April 13, 2019
A study by Sanjay V. Patel, M.D., Ophthalmology chair, and fellow researchers at Mayo Clinic's campus in Rochester, Minnesota, supports a new method of classifying Fuchs' endothelial corneal dystrophy (FECD) severity that is independent of central corneal thickness and employs Scheimpflug tomography for preoperative assessment of corneas for the presence of subclinical edema.
The severity of FECD is currently assessed based on the distribution of guttae and the presence of edema using a method documented by Jay H. Krachmer, M.D., and others in The Archives of Ophthalmology in 1978. Modified versions of this morphological and subjective method of assessment have also been described.
"Although current grading scales incorporate the presence of edema as indicative of worse disease severity, the scales are confusing," says Dr.
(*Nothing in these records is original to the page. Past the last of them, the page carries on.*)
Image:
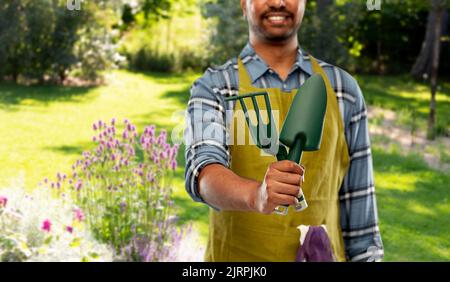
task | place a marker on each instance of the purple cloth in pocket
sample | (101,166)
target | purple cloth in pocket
(316,247)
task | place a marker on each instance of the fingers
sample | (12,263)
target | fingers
(287,189)
(288,178)
(280,199)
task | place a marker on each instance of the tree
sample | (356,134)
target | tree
(423,64)
(438,11)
Patel. "Krachmer grading suggests that corneal edema can only be present with extensive guttae, whereas modified versions suggest that clinically apparent edema can be present with lower grades of guttae and that these eyes should be described as the lower grade, with edema noted separately. In reality, the onset of edema is gradual and early edema is not easily detected by using slit-lamp examination. Corneal edema warrants a classification that reflects this subtlety." The study by Dr. Patel and others was published in Ophthalmology in 2019.
In the cross-sectional study (with follow-up of outcomes) of 93 eyes from 57 patients with a range of severity of FECD and 74 eyes from 40 patients with normal corneas, the Mayo researchers clinically assessed corneas for FECD and corneal edema via slit-lamp biomicroscopy. They categorized the eyes as:
- Having clinically definite edema (obvious visible edema)
- Being suspicious for subclinical edema (possible corneal thickening without obvious edema on slit-lamp examination)
- Not having edema (no clinical suspicion of edema)
Tomographic pachymetry and posterior elevation maps derived from Scheimpflug images were evaluated for specific features believed to be consistent with corneal edema. FECD clinical disease course and outcomes were reviewed from the time of Scheimpflug image acquisition to the last available follow-up. Specific information collected included:
- Clinical management recommendation at the consultation when Scheimpflug imaging was performed
- Clinical outcomes if endothelial keratoplasty was performed
- Clinical progression of FECD if endothelial keratoplasty was not performed
Clinical progression was defined as a subsequent decision to proceed to endothelial keratoplasty based on an increase in central corneal thickness or the presence of visible edema associated with subjective impairment of vision by the patient.
Changes in central corneal thickness throughout the clinical course were measured by using ultrasonic pachymetry, and subsequent Scheimpflug imaging and measurements were reviewed if available.
"We initially proposed a fourth feature of corneal edema on tomography, defined as focal elevation of the anterior corneal surface corresponding to the same location as focal posterior depression," says Dr. Patel. "We found only three eyes that had focal anterior elevation, and all three had clinically definite edema by slit-lamp examination. Because our interests lie in detecting subclinical edema, we elected not to include this fourth feature in our analysis."
3 main outcome measures
"In this study, careful evaluation of tomographic pachymetry and posterior corneal elevation maps successfully identified corneas with subclinical edema because subtle corneal thickening manifested as loss of the normal parallel isopachs, displacement of the thinnest point of the cornea and posterior corneal surface depression," says Dr. Patel. "Clinical outcomes included the changes in central corneal thickness and vision after endothelial keratoplasty."
The three specific tomographic features were all present in all FECD corneas with clinically definite edema, in 81 percent or more of FECD corneas suspicious for subclinical edema, and in 5 percent or less of normal corneas. The tomographic features of edema were present in 42 percent or less of FECD corneas deemed not to have edema clinically, suggesting that tomographic analysis might be more sensitive than clinical suspicion.
Of corneas suspicious for subclinical edema that subsequently underwent endothelial keratoplasty, all had at least two of the tomographic features present before endothelial keratoplasty. Improvements in vision, central corneal thickness and tomographic features after endothelial keratoplasty confirmed the presence of subclinical edema preoperatively.
"We recommend classifying FECD corneas as having clinically definite edema, subclinical edema or no edema, independent of central corneal thickness," says Dr. Patel. "Tomography should be performed only when clinically definite edema is not visible and when assessing patients with visual complaints or prior to surgery in the setting of FECD."
For more information
Krachmer JH, et al. Corneal endothelial dystrophy: A study of 64 families. The Archives of Ophthalmology. 1978;96:2036.
Sun SY, et al. Determining subclinical edema in Fuchs endothelial corneal dystrophy: Revised classification using Scheimpflug tomography for preoperative assessment. Ophthalmology. 2019;126:195.